The NS (Name Server) records of a domain show which DNS servers are authoritative for its zone. Basically, the zone is the selection of all records for the domain, so when you open a URL inside an Internet browser, your computer asks the DNS servers globally where the domain address is hosted and from which servers the DNS records for the domain ought to be retrieved. With this a browser finds out what the A or AAAA record of the domain is so that the latter is mapped to an IP and the website content is requested from the right location, a mail relay server discovers which server handles the emails for the domain (MX record) to ensure that a message can be forwarded to the needed mailbox, etc. Any change of these sub-records is performed through the company whose name servers are used, so that you can keep the web hosting and change only your email provider for instance. Each domain name has a minimum of 2 NS records - primary and secondary, which start with a prefix such as NS or DNS.

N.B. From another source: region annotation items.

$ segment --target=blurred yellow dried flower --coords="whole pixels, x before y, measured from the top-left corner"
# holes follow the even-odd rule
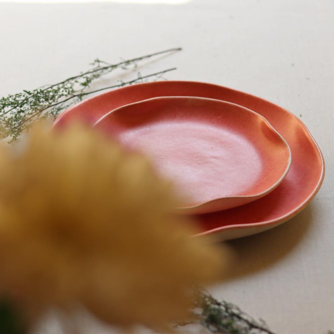
[[[0,152],[0,289],[29,315],[77,302],[108,323],[161,327],[188,287],[216,278],[220,252],[170,212],[170,187],[143,157],[73,126],[40,125]]]

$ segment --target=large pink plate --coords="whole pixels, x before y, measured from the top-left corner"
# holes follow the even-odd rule
[[[122,106],[159,96],[195,96],[238,104],[269,121],[287,142],[292,163],[283,182],[265,197],[242,206],[198,216],[202,232],[220,239],[249,235],[282,223],[303,209],[319,190],[325,165],[321,152],[303,122],[293,114],[259,98],[216,85],[186,81],[164,81],[135,85],[94,97],[61,114],[58,128],[80,118],[92,125]]]

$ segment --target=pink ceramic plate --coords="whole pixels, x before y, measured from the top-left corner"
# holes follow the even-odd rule
[[[236,103],[266,118],[284,138],[291,151],[290,169],[281,184],[262,198],[242,206],[200,215],[199,235],[221,239],[261,232],[277,226],[304,208],[321,186],[325,173],[319,147],[303,122],[287,110],[259,98],[216,85],[161,81],[124,87],[94,97],[67,109],[56,120],[59,128],[80,118],[93,124],[111,110],[159,96],[197,96]]]
[[[205,213],[272,191],[290,167],[285,141],[263,117],[237,105],[161,97],[121,107],[95,126],[151,158],[174,182],[181,212]]]

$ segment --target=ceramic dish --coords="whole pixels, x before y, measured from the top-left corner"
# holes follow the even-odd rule
[[[111,110],[159,96],[197,96],[227,101],[263,116],[288,143],[292,161],[283,181],[267,196],[242,206],[200,215],[202,232],[219,239],[243,236],[274,227],[302,210],[319,190],[325,165],[321,152],[303,122],[293,114],[262,99],[202,82],[161,81],[140,84],[94,97],[67,110],[56,120],[59,128],[80,118],[92,124]]]
[[[121,107],[96,127],[147,155],[172,180],[183,213],[204,213],[258,199],[283,181],[291,155],[262,116],[237,105],[162,97]]]

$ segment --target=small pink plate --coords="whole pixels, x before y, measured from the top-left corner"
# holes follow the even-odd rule
[[[116,109],[95,126],[148,155],[187,199],[182,213],[261,198],[282,182],[291,163],[286,142],[265,118],[217,100],[156,98]]]

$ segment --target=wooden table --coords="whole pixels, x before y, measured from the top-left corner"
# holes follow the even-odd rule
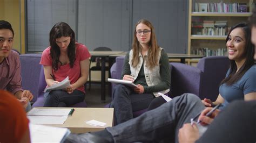
[[[63,109],[63,108],[61,108]],[[71,109],[72,108],[65,108]],[[83,133],[88,132],[98,131],[106,127],[111,127],[113,124],[113,108],[75,108],[72,116],[68,119],[63,124],[44,124],[56,127],[67,127],[72,133]],[[97,127],[90,125],[86,121],[95,119],[104,122],[107,125]]]

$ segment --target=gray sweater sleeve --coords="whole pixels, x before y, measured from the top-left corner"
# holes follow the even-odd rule
[[[161,52],[160,63],[160,75],[163,82],[154,86],[144,87],[144,93],[152,93],[163,91],[170,88],[171,85],[171,73],[170,71],[169,59],[165,51]]]
[[[122,71],[121,80],[123,80],[123,77],[124,75],[131,75],[131,69],[130,69],[129,65],[129,52],[127,52],[124,61],[124,66],[123,66],[123,70]]]

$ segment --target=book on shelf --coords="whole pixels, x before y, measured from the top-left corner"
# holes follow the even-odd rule
[[[246,3],[238,3],[238,7],[239,12],[247,12],[247,6]]]
[[[246,3],[194,3],[193,11],[201,12],[247,12]]]
[[[207,3],[199,3],[199,11],[207,12]]]
[[[193,48],[192,51],[193,54],[208,56],[227,56],[227,48],[211,49],[209,48]]]
[[[203,23],[204,27],[214,27],[214,21],[213,20],[204,20]]]

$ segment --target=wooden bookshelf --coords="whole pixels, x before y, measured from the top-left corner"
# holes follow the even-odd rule
[[[248,17],[250,17],[251,14],[251,12],[255,5],[255,2],[256,0],[189,0],[188,54],[198,54],[193,52],[198,52],[198,49],[203,48],[204,48],[204,49],[215,51],[220,49],[225,50],[226,48],[225,40],[228,32],[228,27],[230,27],[239,22],[247,22]],[[218,4],[219,4],[219,3],[221,3],[221,3],[228,4],[232,4],[233,3],[239,4],[241,3],[244,4],[246,4],[247,11],[246,12],[239,12],[239,11],[238,11],[238,12],[230,12],[231,11],[229,12],[208,12],[210,10],[208,5],[212,3],[218,3]],[[200,11],[200,9],[198,8],[198,5],[203,5],[204,4],[205,5],[207,5],[207,11],[197,11],[198,9]],[[196,5],[197,5],[197,6],[196,6]],[[197,8],[198,8],[198,9],[197,9]],[[216,9],[215,9],[215,10]],[[232,10],[233,10],[233,9]],[[239,9],[237,9],[237,11],[239,10],[240,10]],[[225,29],[221,29],[221,32],[223,32],[223,30],[225,30],[225,31],[219,33],[219,33],[218,34],[216,34],[217,32],[215,31],[215,32],[210,33],[210,34],[208,34],[208,33],[204,32],[204,31],[200,32],[200,28],[202,29],[205,28],[203,25],[201,26],[203,26],[203,27],[197,27],[195,26],[193,26],[192,27],[195,22],[197,21],[199,22],[204,22],[204,23],[205,21],[213,21],[214,27],[212,28],[213,31],[215,30],[215,28],[216,26],[215,23],[216,22],[226,21],[227,22],[226,26],[225,26],[225,28],[223,27],[223,28]],[[193,23],[194,23],[194,24]],[[198,29],[196,29],[195,30],[195,28]],[[198,32],[197,31],[199,32]],[[195,32],[196,33],[194,33]],[[223,34],[224,33],[225,34]],[[223,51],[221,51],[222,52]],[[224,52],[225,53],[225,52]],[[197,62],[197,61],[190,61],[190,61],[191,62]]]

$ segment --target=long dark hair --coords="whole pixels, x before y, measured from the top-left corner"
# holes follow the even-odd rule
[[[10,23],[5,20],[0,20],[0,30],[1,29],[9,29],[12,33],[12,38],[14,37],[14,31]]]
[[[239,23],[232,27],[231,27],[227,38],[226,39],[226,43],[228,40],[228,37],[231,31],[236,28],[241,27],[244,31],[245,37],[246,39],[245,44],[245,56],[246,60],[245,63],[242,65],[239,70],[237,72],[237,67],[234,60],[230,60],[230,73],[228,76],[221,81],[221,84],[226,83],[228,85],[231,85],[239,80],[240,80],[245,73],[254,64],[254,60],[253,56],[254,55],[254,47],[253,44],[251,42],[251,28],[249,25],[246,23]]]
[[[59,62],[62,65],[59,60],[60,51],[59,46],[56,44],[56,39],[62,37],[70,37],[70,43],[68,47],[68,56],[69,58],[69,65],[71,68],[74,65],[76,60],[76,45],[75,32],[69,25],[64,22],[56,23],[51,28],[50,32],[50,45],[51,46],[50,56],[52,59],[52,68],[54,71],[58,70]]]
[[[139,20],[135,25],[135,30],[133,33],[133,41],[132,42],[132,51],[133,55],[132,56],[132,65],[133,67],[136,67],[139,61],[139,53],[140,46],[140,46],[139,42],[136,37],[136,27],[140,23],[147,26],[150,27],[150,30],[151,31],[150,40],[149,42],[150,48],[149,49],[148,52],[147,62],[147,66],[149,66],[149,68],[151,69],[158,64],[157,61],[158,61],[159,58],[158,50],[159,49],[159,46],[157,45],[154,27],[149,21],[143,19]]]

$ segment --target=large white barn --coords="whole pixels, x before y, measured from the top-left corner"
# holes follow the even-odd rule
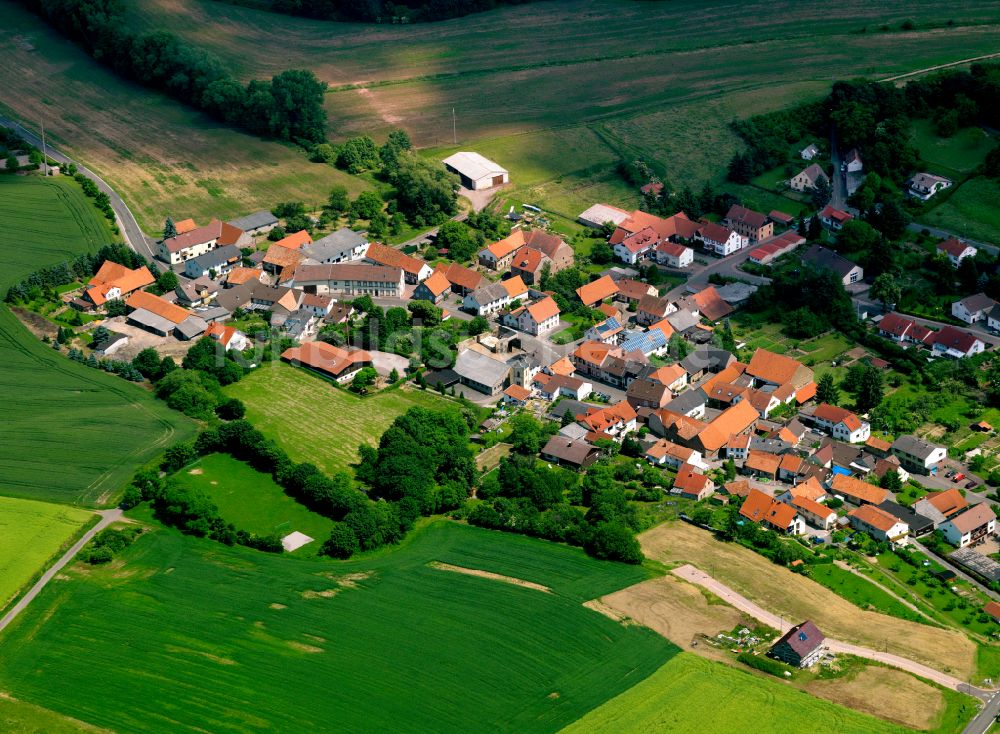
[[[507,169],[479,153],[461,151],[444,159],[445,168],[457,173],[462,185],[473,191],[489,189],[510,181]]]

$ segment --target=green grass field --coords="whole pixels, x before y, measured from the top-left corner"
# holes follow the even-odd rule
[[[92,518],[74,507],[0,497],[0,609]]]
[[[0,54],[2,55],[2,54]],[[0,178],[0,292],[43,265],[110,239],[70,181]],[[0,306],[5,397],[0,493],[79,504],[107,502],[135,467],[192,423],[121,378],[69,361]]]
[[[1000,183],[977,176],[958,187],[948,199],[919,221],[979,242],[1000,242]]]
[[[862,609],[872,609],[876,612],[882,612],[882,614],[889,614],[900,619],[909,619],[913,622],[926,621],[924,617],[904,604],[901,604],[892,595],[887,594],[874,584],[832,563],[810,566],[809,578],[823,584],[826,588],[836,592]]]
[[[204,491],[218,505],[222,518],[237,530],[281,537],[298,530],[317,541],[297,551],[300,555],[318,550],[333,527],[331,520],[286,495],[271,475],[228,454],[204,456],[170,481]]]
[[[963,128],[950,138],[939,137],[930,120],[913,123],[913,144],[932,171],[953,178],[972,171],[996,147],[996,141],[978,127]]]
[[[411,407],[458,405],[437,393],[410,389],[360,398],[283,362],[255,370],[225,393],[242,400],[247,419],[295,461],[310,461],[328,473],[357,462],[358,447],[377,445],[396,416]]]
[[[911,731],[689,653],[563,729],[563,734],[900,734]]]
[[[116,731],[544,732],[676,653],[582,606],[643,568],[450,522],[351,562],[165,529],[120,560],[45,590],[5,635],[0,689]]]

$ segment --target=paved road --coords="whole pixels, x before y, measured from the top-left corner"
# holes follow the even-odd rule
[[[723,601],[731,604],[742,612],[749,614],[755,619],[763,622],[769,627],[774,627],[776,630],[785,631],[788,626],[784,619],[782,619],[777,614],[769,612],[766,609],[758,606],[754,602],[747,599],[745,596],[737,594],[735,591],[730,589],[725,584],[716,581],[714,578],[709,576],[704,571],[700,571],[690,564],[685,564],[679,568],[673,570],[674,575],[679,576],[685,581],[690,581],[691,583],[697,584],[703,588],[708,589],[713,594],[718,596]],[[893,655],[889,652],[880,652],[878,650],[872,650],[867,647],[861,647],[859,645],[853,645],[849,642],[842,642],[841,640],[834,640],[830,637],[826,638],[826,646],[831,652],[840,652],[848,655],[856,655],[861,658],[866,658],[868,660],[875,660],[886,665],[890,665],[894,668],[899,668],[900,670],[905,670],[908,673],[913,673],[922,678],[934,681],[939,685],[950,688],[953,691],[961,691],[962,693],[968,693],[979,698],[987,698],[992,692],[986,692],[974,686],[970,686],[963,680],[955,678],[954,676],[948,675],[947,673],[942,673],[940,670],[935,670],[927,665],[918,663],[916,661],[910,660],[909,658],[904,658],[899,655]]]
[[[27,142],[31,143],[32,145],[38,148],[42,147],[41,138],[35,135],[35,133],[28,130],[27,128],[25,128],[24,125],[20,124],[19,122],[15,120],[9,120],[5,117],[0,117],[0,125],[3,125],[6,128],[10,128],[11,130],[14,130],[18,135],[20,135],[22,138],[24,138]],[[62,165],[68,163],[76,163],[76,161],[73,161],[71,158],[64,155],[63,153],[60,153],[54,147],[49,145],[48,142],[46,142],[45,145],[45,152],[49,158]],[[122,237],[125,239],[125,244],[127,244],[129,247],[131,247],[133,250],[135,250],[148,260],[152,260],[155,256],[155,253],[153,252],[153,247],[155,246],[156,243],[149,237],[147,237],[145,234],[143,234],[142,230],[139,228],[139,223],[135,219],[135,215],[132,214],[132,211],[128,208],[128,205],[125,204],[122,198],[118,194],[116,194],[114,190],[110,186],[108,186],[108,184],[104,181],[104,179],[102,179],[96,173],[91,171],[86,166],[81,165],[80,163],[76,163],[76,167],[80,173],[82,173],[84,176],[86,176],[95,184],[97,184],[97,188],[106,193],[108,197],[111,199],[111,208],[115,210],[115,216],[118,218],[118,229],[121,231]]]
[[[958,232],[950,232],[947,229],[941,229],[940,227],[930,227],[926,224],[920,224],[919,222],[911,222],[910,224],[907,225],[907,229],[909,229],[911,232],[923,232],[926,229],[935,237],[940,237],[942,239],[948,239],[949,237],[957,237],[963,242],[968,242],[975,248],[978,248],[980,250],[986,250],[991,255],[996,255],[997,252],[1000,252],[1000,247],[997,247],[996,245],[991,245],[987,242],[977,242],[976,240],[970,240],[968,237],[963,237]]]
[[[85,546],[87,543],[90,542],[91,538],[93,538],[99,532],[104,530],[104,528],[106,528],[111,523],[121,520],[122,517],[122,511],[118,508],[115,508],[113,510],[100,510],[97,514],[101,516],[100,521],[94,527],[92,527],[90,530],[84,533],[83,537],[81,537],[78,541],[76,541],[72,545],[72,547],[70,547],[70,549],[66,551],[58,561],[53,563],[52,566],[49,567],[49,570],[43,573],[42,577],[38,579],[37,583],[35,583],[35,585],[31,587],[31,590],[28,591],[28,593],[25,594],[17,602],[17,604],[15,604],[12,607],[11,610],[7,612],[6,615],[4,615],[3,619],[0,619],[0,632],[6,629],[7,625],[13,622],[21,612],[23,612],[25,609],[28,608],[28,605],[34,600],[36,596],[38,596],[38,593],[45,588],[45,585],[48,584],[49,581],[51,581],[53,578],[55,578],[55,575],[59,573],[63,569],[63,567],[66,566],[67,563],[73,560],[74,556],[76,556],[76,554],[80,552],[83,546]]]

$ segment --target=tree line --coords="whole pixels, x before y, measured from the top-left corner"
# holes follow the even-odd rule
[[[303,145],[326,138],[326,84],[307,70],[243,84],[217,56],[173,33],[131,30],[119,0],[21,0],[116,73],[233,127]]]

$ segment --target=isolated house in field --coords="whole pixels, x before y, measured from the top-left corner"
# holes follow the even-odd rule
[[[975,257],[979,252],[972,245],[962,242],[957,237],[949,237],[943,242],[938,242],[937,251],[943,253],[954,267],[962,264],[962,260],[967,257]]]
[[[510,181],[507,169],[479,153],[461,151],[444,159],[444,167],[458,174],[462,186],[472,191],[491,189]]]
[[[788,185],[792,191],[812,191],[820,185],[820,181],[830,183],[830,177],[818,163],[806,166],[804,169],[792,176]]]
[[[808,668],[822,656],[824,640],[816,625],[806,620],[778,638],[767,654],[795,668]]]
[[[372,366],[372,357],[365,350],[354,347],[343,349],[326,342],[306,342],[302,346],[291,347],[282,352],[281,358],[332,377],[337,382],[347,382],[363,367]]]
[[[933,173],[918,173],[906,182],[906,193],[921,201],[927,201],[939,191],[951,186],[951,179]]]
[[[125,298],[155,282],[156,279],[145,265],[130,270],[124,265],[105,260],[84,289],[83,297],[77,299],[80,303],[74,302],[73,306],[84,311],[101,308],[108,301]]]

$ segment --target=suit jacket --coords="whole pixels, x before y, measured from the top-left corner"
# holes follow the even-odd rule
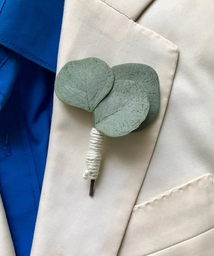
[[[92,198],[82,174],[92,117],[54,96],[31,255],[211,256],[211,1],[114,2],[65,1],[57,72],[88,57],[148,65],[159,111],[143,131],[106,138]]]

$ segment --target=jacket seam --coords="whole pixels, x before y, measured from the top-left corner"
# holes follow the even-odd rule
[[[197,235],[196,235],[195,236],[194,236],[194,237],[191,237],[189,238],[189,239],[186,239],[186,240],[184,240],[182,241],[181,241],[180,242],[178,242],[177,243],[175,243],[174,244],[173,244],[170,246],[169,246],[168,247],[167,247],[166,248],[164,248],[163,249],[162,249],[162,250],[160,250],[159,251],[154,251],[154,252],[152,252],[152,253],[149,253],[149,254],[145,254],[145,255],[144,256],[152,256],[154,254],[155,254],[155,253],[157,253],[158,252],[159,252],[159,251],[164,251],[164,250],[167,250],[167,249],[169,249],[170,248],[174,247],[174,246],[176,246],[176,245],[177,245],[178,244],[181,244],[183,242],[185,242],[186,241],[191,240],[191,239],[194,239],[194,238],[197,237],[199,237],[202,235],[203,235],[204,234],[205,234],[205,233],[207,233],[207,232],[209,232],[209,231],[210,231],[211,230],[212,230],[212,229],[213,229],[214,228],[214,227],[213,227],[212,228],[210,228],[209,229],[208,229],[208,230],[206,230],[205,231],[204,231],[204,232],[202,232],[202,233],[200,233],[200,234],[198,234]],[[144,256],[143,254],[141,256]]]

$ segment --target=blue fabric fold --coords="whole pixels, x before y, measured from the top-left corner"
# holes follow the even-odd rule
[[[0,11],[0,193],[17,256],[30,255],[47,152],[63,1]]]

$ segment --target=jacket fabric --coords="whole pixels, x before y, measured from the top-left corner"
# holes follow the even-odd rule
[[[82,174],[92,116],[54,96],[33,256],[213,254],[211,3],[134,2],[65,1],[57,72],[88,57],[148,65],[158,114],[142,132],[105,138],[92,198]]]
[[[211,0],[65,0],[56,73],[89,57],[146,64],[158,76],[160,107],[144,130],[105,138],[90,197],[82,174],[92,115],[54,94],[31,256],[214,254],[213,8]],[[0,204],[0,213],[3,255],[13,256]]]

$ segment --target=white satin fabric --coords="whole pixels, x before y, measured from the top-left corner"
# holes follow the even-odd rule
[[[213,185],[206,174],[214,163],[211,0],[155,0],[135,22],[150,2],[65,0],[57,72],[91,56],[110,66],[148,65],[159,76],[160,110],[144,131],[106,138],[92,198],[82,173],[92,116],[55,96],[31,256],[214,253]],[[178,58],[169,39],[181,56],[153,153]]]
[[[172,40],[179,57],[137,203],[214,172],[214,15],[212,0],[155,0],[137,21]]]
[[[0,255],[15,256],[15,251],[0,195]]]

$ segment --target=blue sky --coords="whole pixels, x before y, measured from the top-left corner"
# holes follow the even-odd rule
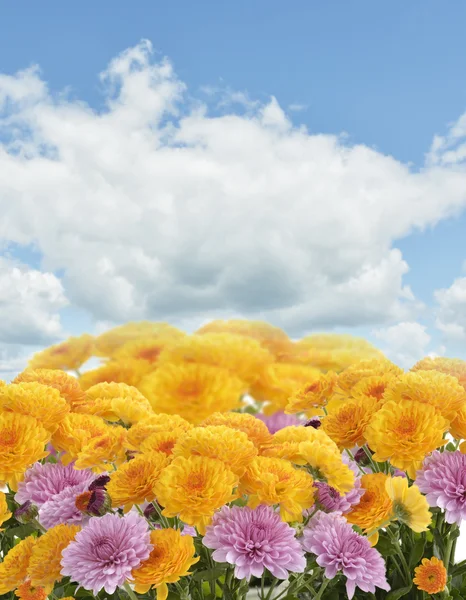
[[[206,87],[243,92],[264,104],[274,96],[292,122],[305,125],[310,134],[344,132],[345,144],[364,144],[416,171],[424,167],[433,136],[445,135],[466,110],[464,23],[466,4],[459,0],[4,3],[0,73],[15,76],[37,64],[52,95],[67,89],[71,100],[99,111],[105,92],[98,73],[119,53],[148,39],[153,59],[167,56],[188,94],[198,100],[212,102]],[[464,275],[463,206],[459,216],[433,219],[424,232],[392,236],[393,247],[409,265],[403,283],[428,307],[435,290]],[[43,247],[31,250],[20,236],[8,245],[24,265],[58,275],[66,271],[56,258],[44,262]],[[93,314],[88,301],[80,304],[82,294],[70,292],[75,279],[76,272],[64,280],[71,300],[59,310],[64,330],[72,333],[106,320],[101,312]],[[461,306],[455,304],[455,310]],[[443,340],[432,312],[416,320],[432,338],[424,349],[435,352],[447,344],[450,353],[461,353],[463,340]],[[382,321],[380,327],[388,326]],[[359,320],[349,330],[371,337],[377,326]]]

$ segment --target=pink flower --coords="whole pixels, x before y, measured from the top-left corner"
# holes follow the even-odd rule
[[[372,594],[376,587],[390,590],[382,556],[341,514],[318,512],[304,529],[302,544],[317,556],[325,577],[333,579],[339,571],[343,573],[349,599],[356,587]]]
[[[207,527],[203,543],[214,549],[216,561],[235,565],[238,579],[261,577],[264,569],[288,579],[289,571],[302,573],[306,566],[294,529],[270,506],[224,506]]]
[[[152,546],[147,521],[135,513],[92,517],[62,552],[61,574],[97,595],[113,594]]]
[[[435,450],[424,459],[416,484],[426,494],[430,506],[445,510],[447,523],[466,519],[466,455]]]

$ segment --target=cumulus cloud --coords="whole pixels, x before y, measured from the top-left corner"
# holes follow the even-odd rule
[[[396,240],[464,208],[447,142],[413,171],[295,127],[275,98],[229,92],[212,112],[147,41],[100,79],[96,111],[37,69],[0,77],[0,240],[34,242],[73,305],[98,321],[241,315],[290,334],[415,318]]]
[[[373,335],[382,342],[381,350],[388,358],[408,369],[427,355],[431,341],[426,327],[412,321],[375,330]]]

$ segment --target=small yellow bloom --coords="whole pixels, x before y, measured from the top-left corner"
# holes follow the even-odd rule
[[[237,498],[237,485],[237,476],[220,460],[178,456],[162,471],[154,491],[166,517],[179,516],[202,533],[214,512]]]
[[[314,504],[314,480],[287,460],[258,456],[241,479],[240,491],[249,495],[248,504],[280,506],[284,521],[302,521],[302,513]]]
[[[128,511],[134,504],[152,502],[155,499],[155,484],[169,463],[170,459],[163,452],[150,452],[120,465],[110,474],[107,484],[112,506],[124,506]]]
[[[81,528],[77,525],[56,525],[37,539],[31,552],[28,577],[34,587],[53,586],[61,581],[61,553]]]
[[[416,533],[427,531],[432,513],[417,485],[409,487],[406,477],[390,477],[385,482],[385,489],[393,502],[393,517]]]
[[[0,594],[8,594],[26,579],[36,538],[31,535],[16,544],[0,563]]]
[[[443,592],[447,585],[447,570],[443,561],[433,556],[430,560],[423,558],[419,567],[414,569],[413,583],[418,590],[428,594]]]
[[[134,589],[138,594],[145,594],[155,588],[157,600],[165,600],[168,596],[167,583],[175,583],[180,577],[190,575],[189,569],[199,561],[199,557],[194,556],[193,538],[181,535],[175,529],[151,531],[150,542],[153,549],[149,558],[132,572]]]

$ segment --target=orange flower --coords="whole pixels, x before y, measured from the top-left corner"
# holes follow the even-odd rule
[[[430,560],[423,558],[419,567],[414,569],[413,582],[416,587],[428,594],[438,594],[447,585],[447,570],[442,560],[433,556]]]

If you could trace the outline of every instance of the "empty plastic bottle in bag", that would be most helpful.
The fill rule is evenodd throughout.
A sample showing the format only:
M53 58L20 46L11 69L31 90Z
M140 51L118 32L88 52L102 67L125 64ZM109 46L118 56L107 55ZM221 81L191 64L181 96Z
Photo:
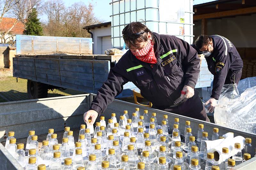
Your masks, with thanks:
M232 157L232 159L236 161L236 165L239 165L242 163L243 161L243 155L242 152L240 149L241 145L239 143L235 144L235 149L237 150L236 152L237 152Z

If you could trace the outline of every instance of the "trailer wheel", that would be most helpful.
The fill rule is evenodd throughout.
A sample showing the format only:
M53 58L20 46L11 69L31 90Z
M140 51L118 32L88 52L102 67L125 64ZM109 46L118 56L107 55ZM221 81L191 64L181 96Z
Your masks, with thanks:
M28 80L27 90L29 99L46 98L48 95L47 84Z

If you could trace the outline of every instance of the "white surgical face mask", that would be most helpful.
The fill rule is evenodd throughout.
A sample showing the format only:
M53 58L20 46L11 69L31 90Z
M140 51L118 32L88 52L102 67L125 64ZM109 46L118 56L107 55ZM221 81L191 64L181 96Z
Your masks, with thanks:
M203 54L206 57L209 57L212 54L212 52L210 51L204 51L203 52Z

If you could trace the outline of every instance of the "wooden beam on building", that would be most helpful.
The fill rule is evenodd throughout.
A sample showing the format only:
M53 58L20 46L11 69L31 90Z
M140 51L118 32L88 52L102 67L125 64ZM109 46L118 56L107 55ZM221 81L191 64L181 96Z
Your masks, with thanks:
M253 13L256 13L256 7L202 15L194 15L193 17L193 19L199 20L204 18L219 18Z
M203 18L202 20L202 35L207 35L207 19Z

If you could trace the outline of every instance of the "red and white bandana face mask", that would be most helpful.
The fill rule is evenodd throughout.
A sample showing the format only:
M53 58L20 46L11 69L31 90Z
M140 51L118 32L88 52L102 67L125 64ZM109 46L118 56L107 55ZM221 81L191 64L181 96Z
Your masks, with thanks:
M155 56L153 43L152 41L148 42L146 46L137 52L131 51L138 60L146 63L156 64L157 62Z

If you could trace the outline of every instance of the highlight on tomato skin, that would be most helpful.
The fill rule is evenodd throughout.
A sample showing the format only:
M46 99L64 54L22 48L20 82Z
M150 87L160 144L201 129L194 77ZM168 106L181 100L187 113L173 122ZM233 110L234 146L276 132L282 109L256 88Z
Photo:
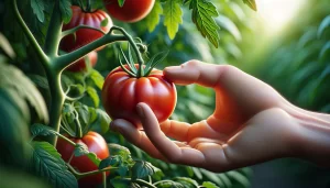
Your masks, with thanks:
M103 31L105 33L108 33L110 31L110 27L113 26L111 18L108 15L107 12L102 10L96 10L92 12L85 12L81 10L81 8L77 5L72 5L73 10L73 16L69 23L63 25L63 31L67 31L70 29L74 29L78 25L86 25L86 26L91 26L95 29L99 29ZM102 22L105 20L107 21L106 25L102 25ZM65 37L62 38L61 41L61 49L65 52L72 52L75 51L79 47L85 46L88 43L91 43L100 37L103 36L103 33L97 31L97 30L91 30L91 29L79 29L75 35L69 34ZM97 51L100 51L105 46L101 46L97 48Z
M95 67L95 65L97 64L98 62L98 53L92 51L90 52L89 54L87 54L85 57L80 58L79 60L77 60L76 63L72 64L70 66L68 66L66 68L66 70L69 70L69 71L74 71L74 73L77 73L77 71L84 71L87 69L86 67L86 58L88 58L89 63L90 63L90 66L91 67Z
M125 0L120 7L118 0L103 0L111 18L122 22L138 22L144 19L153 9L155 0Z
M107 76L101 97L112 120L128 120L138 129L142 129L138 103L148 104L161 123L172 115L177 100L175 85L155 68L147 77L141 78L131 77L121 67L116 68Z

NS Records in Cloud Web Hosting

If you use a cloud web hosting from our us and you register a new domain in the account or transfer an existing one from another company, you are going to be able to control its NS records effortlessly through the Hepsia hosting CP, offered with all shared accounts. You are able to change the current name servers or enter additional ones for a single domain address or even for a number of domain addresses at once with several mouse clicks. This is done via the feature-rich Domain Manager tool that is a part of Hepsia and the user-friendly interface will make it easy to manage your domain name even if it is the first you have ever registered. It requires just a click to see what name servers a domain name uses at the moment or if they're the correct ones to point a domain name to the hosting space on our end and with a few clicks more you will even be able to register private name servers for each of the domains that you own. For the latter option you can use the IPs of each and every provider that you want the new NS records to forward to.